É isso que vemos com os flashbacks de Leda. Talvez ser mãe não era o seu melhor, mas ser pesquisadora sim. E por que toda mulher precisa ser uma boa mãe? Mães são humanas, são pessoas. Relações entre mãe e filhos são relações. E ainda existe um agravante: são relações compulsórias. Leda, como muitas mulheres, não se viu completa na maternidade. Precisou sair, tomar um ar, respirar. E quantas vezes ela não foi julgada? E quantas vezes ela mesma não julgou seu comportamento?

Sempre que falamos em mães, precisamos lembrar que instinto materno não existe. É só mais uma invenção do patriarcado. Teoricamente, existem dois adultos para cuidar de uma criança. A única diferença é que a mãe (em uma relação heteronormativa) que gesta e, em diversos casos, amamenta. Mas, o restante de todas as obrigações, devem ser dos dois. E por que o homem nunca é cobrado quando some? Quando prioriza a carreira? Porque a sociedade sabe que é mais fácil culpar as mulheres.

Dakota Johnson vive Nina, uma mãe cansada em A Filha Perdida
Dakota Johnson vive Nina, uma mãe cansada

Abordar a maternidade compulsória, o esgotamento materno é importante.

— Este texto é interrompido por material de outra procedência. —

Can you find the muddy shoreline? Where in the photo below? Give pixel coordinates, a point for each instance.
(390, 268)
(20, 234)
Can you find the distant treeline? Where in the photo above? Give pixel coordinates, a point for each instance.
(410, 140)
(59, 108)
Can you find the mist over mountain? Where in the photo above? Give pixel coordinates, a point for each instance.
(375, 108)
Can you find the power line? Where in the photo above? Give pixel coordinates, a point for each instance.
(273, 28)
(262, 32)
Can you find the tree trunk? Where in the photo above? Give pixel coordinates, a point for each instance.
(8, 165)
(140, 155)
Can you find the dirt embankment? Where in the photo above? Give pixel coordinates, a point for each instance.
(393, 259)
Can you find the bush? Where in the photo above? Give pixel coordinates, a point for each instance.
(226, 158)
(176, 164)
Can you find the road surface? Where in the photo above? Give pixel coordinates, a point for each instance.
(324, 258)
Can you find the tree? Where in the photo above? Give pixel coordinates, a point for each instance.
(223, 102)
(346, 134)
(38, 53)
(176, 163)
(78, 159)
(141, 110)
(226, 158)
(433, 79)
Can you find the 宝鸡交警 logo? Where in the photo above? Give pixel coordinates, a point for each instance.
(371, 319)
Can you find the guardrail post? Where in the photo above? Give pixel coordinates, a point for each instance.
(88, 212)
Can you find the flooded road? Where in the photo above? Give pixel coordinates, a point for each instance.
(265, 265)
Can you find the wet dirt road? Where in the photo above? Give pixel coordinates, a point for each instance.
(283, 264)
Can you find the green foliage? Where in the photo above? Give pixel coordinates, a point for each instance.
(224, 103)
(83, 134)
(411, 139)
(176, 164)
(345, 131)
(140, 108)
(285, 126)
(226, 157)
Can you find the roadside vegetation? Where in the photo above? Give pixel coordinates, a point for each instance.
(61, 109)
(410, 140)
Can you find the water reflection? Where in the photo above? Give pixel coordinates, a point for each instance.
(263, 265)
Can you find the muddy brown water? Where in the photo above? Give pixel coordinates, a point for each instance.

Em algumas cenas, principalmente de Nina (Dakota Johnson, da trilogia 50 tons) e Leda jovem (Jessie Buckley), ficamos irritados com a criança chorando sem parar e nos pegamos pensando “POR QUE RAIOS ELA NÃO FAZ NADA?” sem pensar que essa pessoa talvez também não aguente mais.

A sociedade precisa acolher as mães, olhar com carinho para cada uma delas. É muito fácil acharmos que “quem pariu Matheus que embale” enquanto o certo seria ter uma aldeia para criar uma criança. 

A Filha Perdida é um excelente filme para repensarmos a relação das mulheres com a maternidade. É um filme de observação, de construção, em que tudo faz sentido, nem que seja no segundo momento. É uma história para ficar reflexivo e pensar em como as coisas estão delineadas na nossa sociedade. Maggie Gyllenhaal, foi muito feliz em sua primeira empreitada no cinema no papel de diretora e roteirista.